# Lackadaisy Anyone?



## QueenSekhmet (May 7, 2022)

SO! how many lackadaisy fans are out there? in case you don't know,"Lackadaisy is a webcomic created by American artist Tracy J. Butler. Set in a Prohibition-era 1927 St. Louis with a population of anthropomorphic cats, the plot chronicles the fortunes of the Lackadaisy speakeasy after its founder is murdered." basically it's the 1920's but with CATS! it's a got a mix of comedy and drama in it and is just overall pretty neat. so any fans and if so,who's your fave cat? my homegirl is serafine the voodoo queen.






__





						Lackadaisy
					






					www.lackadaisycats.com


----------



## Baron Tredegar (May 7, 2022)

I got the physical book and its signed as well! I just love everything with the 1920s.


----------



## QueenSekhmet (May 7, 2022)

Baron Tredegar said:


> I got the physical book and its signed as well! I just love everything with the 1920's.

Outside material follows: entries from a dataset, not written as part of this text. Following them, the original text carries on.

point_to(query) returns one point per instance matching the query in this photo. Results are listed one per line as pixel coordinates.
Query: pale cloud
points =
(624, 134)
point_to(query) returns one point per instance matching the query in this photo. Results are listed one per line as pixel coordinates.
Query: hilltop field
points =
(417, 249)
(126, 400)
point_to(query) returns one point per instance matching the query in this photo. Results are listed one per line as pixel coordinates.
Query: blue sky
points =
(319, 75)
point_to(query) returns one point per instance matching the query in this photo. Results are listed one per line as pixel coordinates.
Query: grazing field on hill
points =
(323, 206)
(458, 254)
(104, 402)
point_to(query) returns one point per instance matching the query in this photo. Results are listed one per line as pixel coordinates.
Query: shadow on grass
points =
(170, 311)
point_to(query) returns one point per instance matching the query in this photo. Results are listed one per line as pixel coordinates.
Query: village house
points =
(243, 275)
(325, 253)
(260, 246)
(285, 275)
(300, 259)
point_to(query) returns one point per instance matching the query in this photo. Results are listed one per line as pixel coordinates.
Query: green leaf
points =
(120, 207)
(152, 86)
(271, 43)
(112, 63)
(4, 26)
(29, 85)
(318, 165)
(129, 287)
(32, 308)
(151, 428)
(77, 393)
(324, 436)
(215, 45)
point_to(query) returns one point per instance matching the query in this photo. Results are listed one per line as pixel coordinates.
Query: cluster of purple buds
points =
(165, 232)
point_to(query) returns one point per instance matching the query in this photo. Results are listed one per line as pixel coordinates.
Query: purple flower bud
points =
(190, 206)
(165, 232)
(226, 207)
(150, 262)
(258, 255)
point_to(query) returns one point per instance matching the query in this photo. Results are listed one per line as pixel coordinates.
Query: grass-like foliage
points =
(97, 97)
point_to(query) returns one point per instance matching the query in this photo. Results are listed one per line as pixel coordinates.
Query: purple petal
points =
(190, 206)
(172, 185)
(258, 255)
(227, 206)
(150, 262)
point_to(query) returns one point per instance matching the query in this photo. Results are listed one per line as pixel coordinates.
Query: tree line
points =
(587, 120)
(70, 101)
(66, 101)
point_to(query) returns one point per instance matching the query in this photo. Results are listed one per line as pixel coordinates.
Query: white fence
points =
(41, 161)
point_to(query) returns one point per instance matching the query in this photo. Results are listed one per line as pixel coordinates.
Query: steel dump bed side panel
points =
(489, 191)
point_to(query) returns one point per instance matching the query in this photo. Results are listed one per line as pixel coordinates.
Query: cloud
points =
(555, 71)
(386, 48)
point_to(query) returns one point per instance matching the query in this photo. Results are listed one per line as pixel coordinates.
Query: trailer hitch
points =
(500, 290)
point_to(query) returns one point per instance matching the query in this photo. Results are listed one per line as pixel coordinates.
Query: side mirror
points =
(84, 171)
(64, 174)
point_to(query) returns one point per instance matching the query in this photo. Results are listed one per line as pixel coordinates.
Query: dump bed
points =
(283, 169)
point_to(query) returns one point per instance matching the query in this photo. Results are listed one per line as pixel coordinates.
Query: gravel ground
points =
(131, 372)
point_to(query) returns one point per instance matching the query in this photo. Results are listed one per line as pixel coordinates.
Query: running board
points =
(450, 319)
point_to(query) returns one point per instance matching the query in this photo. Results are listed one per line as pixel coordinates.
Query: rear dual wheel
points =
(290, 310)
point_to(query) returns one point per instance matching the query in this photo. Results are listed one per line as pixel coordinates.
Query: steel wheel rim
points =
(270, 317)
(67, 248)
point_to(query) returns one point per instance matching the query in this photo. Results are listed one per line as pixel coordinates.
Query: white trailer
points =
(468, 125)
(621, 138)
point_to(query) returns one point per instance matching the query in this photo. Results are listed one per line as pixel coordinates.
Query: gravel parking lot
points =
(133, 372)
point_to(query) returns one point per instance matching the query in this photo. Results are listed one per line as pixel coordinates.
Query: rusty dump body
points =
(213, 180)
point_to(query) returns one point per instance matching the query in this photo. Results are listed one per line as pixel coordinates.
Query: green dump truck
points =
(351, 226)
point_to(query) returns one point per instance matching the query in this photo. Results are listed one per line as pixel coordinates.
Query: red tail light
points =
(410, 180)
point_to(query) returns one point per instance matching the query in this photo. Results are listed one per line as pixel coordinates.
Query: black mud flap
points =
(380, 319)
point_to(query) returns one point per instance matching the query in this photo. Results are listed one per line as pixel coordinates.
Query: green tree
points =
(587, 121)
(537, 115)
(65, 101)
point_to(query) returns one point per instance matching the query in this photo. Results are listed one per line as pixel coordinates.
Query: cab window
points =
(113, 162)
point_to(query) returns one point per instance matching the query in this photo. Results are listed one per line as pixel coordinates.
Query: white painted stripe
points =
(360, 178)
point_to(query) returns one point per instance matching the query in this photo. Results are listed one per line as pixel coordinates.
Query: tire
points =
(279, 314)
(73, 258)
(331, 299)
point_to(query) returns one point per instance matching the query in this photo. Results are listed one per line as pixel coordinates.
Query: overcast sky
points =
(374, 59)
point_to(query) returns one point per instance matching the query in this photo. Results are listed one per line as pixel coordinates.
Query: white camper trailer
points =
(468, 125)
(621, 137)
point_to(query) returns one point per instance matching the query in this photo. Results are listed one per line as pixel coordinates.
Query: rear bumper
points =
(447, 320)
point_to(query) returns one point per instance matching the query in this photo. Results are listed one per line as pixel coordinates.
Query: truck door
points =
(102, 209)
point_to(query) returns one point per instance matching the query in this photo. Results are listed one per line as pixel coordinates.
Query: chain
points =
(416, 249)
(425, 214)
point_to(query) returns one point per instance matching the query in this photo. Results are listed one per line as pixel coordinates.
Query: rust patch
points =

neat.XD you hear about the animated thing they are working on?


----------



## Baron Tredegar (May 7, 2022)

QueenSekhmet said:


> neat.XD you hear about the animated thing they are working on?


Yes, I am eagerly looking forward to it.


----------



## QueenSekhmet (May 7, 2022)

Baron Tredegar said:


> Yes, I am eagerly looking forward to it.


as am i.XD


----------



## Miles Marsalis (May 7, 2022)

I never heard of it before now, but I'll bookmark it.


----------



## QueenSekhmet (May 7, 2022)

Miles Marsalis said:


> I never heard of it before now, but I'll bookmark it.


it's pretty neat. they also have a youtube channel if you start getting super into it.


----------



## QueenSekhmet (May 10, 2022)

WOO!


----------